ROB HALFORD believes in heavy metal. Really believes.

It's not just a Spinal Tap pose, either. If you sit down and spend an hour with the JUDAS PRIEST frontman and hear the evangelical fervour with which he talks about his chosen genre or his group's back catalogue, you can draw only one conclusion: His faith in the power of the brain-crushing chord is absolute. He is for real. No one could possibly be that good a con artist.

Not that Halford hasn't had a Spinal Tap-ish moment or two, though. He even invoked the name of the metal-parody mockumentary when reminiscing about a 1991 Toronto show that, notoriously, turned sour. At that fateful concert, Halford prepared to roar onto the stage on a Harley-Davidson motorcycle. Disoriented by the noise and lack of pre-show lighting, he was unaware that the steps under the drum riser had been raised and then lowered again because of a missed cue. He hit the riser on his bike at 40 mph.

"It knocks me backwards, literally knocks me out," Halford remembered during a recent Gazette interview while he was in town to promote his new anthology, Metal God Essentials, Vol. 1. "The bike falls over on top of me. I'm on the ground, I'm going in and out of consciousness, covered in smoke and dry ice," the singer said, laughing. "And I can feel (guitarist) Glenn (Tipton) kicking me, trying to find me. We opened up with 'Hell Bent For Leather' and that was the first time 'Hell Bent For Leather' was an instrumental."

Halford made it to the microphone for the second number, with blood pouring from his nose and a stabbing neck pain. After the show, a doctor put him in a neck brace.

Halford left Judas Priest a year later, only to rejoin in 2003, after a period during which Tim "Ripper" Owens handled the vocal chores. Some of the non-Priest solo years, during which he fronted the groups FIGHT and HALFORD, are the subject of the new compilation.

During that era, in 1998, he did something pretty unexpected, at least within the heavy metal community: He came out as a gay man. "I kind of blew the doors off the myth that all heavy metalheads are Neanderthal and very limited in their ability to take on subject matter of any human depth," he said.

"That's ridiculous: Metal fans are just as compassionate and caring and tolerant as any other form of music fans are. (The support) made me feel great. (But) I couldn't have done it while I was a drunk and a drug addict."

Halford can name the date he became clean and sober: January 6th, 1986. He was 12 years into his first era with Judas Priest, which was about to release Turbo.
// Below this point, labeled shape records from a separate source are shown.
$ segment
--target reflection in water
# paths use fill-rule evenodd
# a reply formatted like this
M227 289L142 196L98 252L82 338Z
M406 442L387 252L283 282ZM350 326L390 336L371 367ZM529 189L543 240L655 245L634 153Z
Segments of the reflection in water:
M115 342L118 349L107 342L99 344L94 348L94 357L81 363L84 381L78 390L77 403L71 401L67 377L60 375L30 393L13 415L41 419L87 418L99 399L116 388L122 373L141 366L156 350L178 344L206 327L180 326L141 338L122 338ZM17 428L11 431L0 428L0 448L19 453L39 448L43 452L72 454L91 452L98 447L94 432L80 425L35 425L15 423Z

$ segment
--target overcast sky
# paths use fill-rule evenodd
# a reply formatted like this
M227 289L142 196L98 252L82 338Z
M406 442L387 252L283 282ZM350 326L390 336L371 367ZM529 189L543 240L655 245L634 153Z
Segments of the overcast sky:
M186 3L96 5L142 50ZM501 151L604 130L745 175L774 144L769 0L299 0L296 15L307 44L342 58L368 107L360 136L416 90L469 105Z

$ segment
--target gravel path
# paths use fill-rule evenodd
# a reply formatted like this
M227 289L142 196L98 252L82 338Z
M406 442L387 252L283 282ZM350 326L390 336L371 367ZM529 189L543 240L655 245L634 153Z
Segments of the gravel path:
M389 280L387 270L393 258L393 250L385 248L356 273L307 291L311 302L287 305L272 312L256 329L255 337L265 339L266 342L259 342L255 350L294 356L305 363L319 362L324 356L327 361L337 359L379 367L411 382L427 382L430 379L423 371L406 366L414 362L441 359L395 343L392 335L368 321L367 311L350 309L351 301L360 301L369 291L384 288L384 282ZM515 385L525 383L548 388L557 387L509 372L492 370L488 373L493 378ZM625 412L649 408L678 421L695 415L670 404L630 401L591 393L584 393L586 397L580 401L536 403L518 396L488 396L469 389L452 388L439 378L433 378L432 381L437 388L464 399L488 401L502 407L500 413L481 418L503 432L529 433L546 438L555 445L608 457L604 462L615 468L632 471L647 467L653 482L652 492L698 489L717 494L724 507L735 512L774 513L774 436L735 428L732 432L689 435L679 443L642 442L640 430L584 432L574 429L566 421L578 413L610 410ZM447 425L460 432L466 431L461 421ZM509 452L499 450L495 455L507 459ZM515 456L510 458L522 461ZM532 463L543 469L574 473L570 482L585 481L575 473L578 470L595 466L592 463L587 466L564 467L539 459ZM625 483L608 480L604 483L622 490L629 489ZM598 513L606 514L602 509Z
"I was snorting cocaine left, right and centre," he said. "I'd get whacked out of my mind before I went on stage. During the show, I'd be knocking back vodka and tonic and doing lines behind the amps, then come off stage and have a bottle of Mot & Chandon and start on 16-ounce cans of Budweiser. It just got so bad that I'd be back home in Phoenix, just literally punching walls, trashing rooms and just severely unhappy."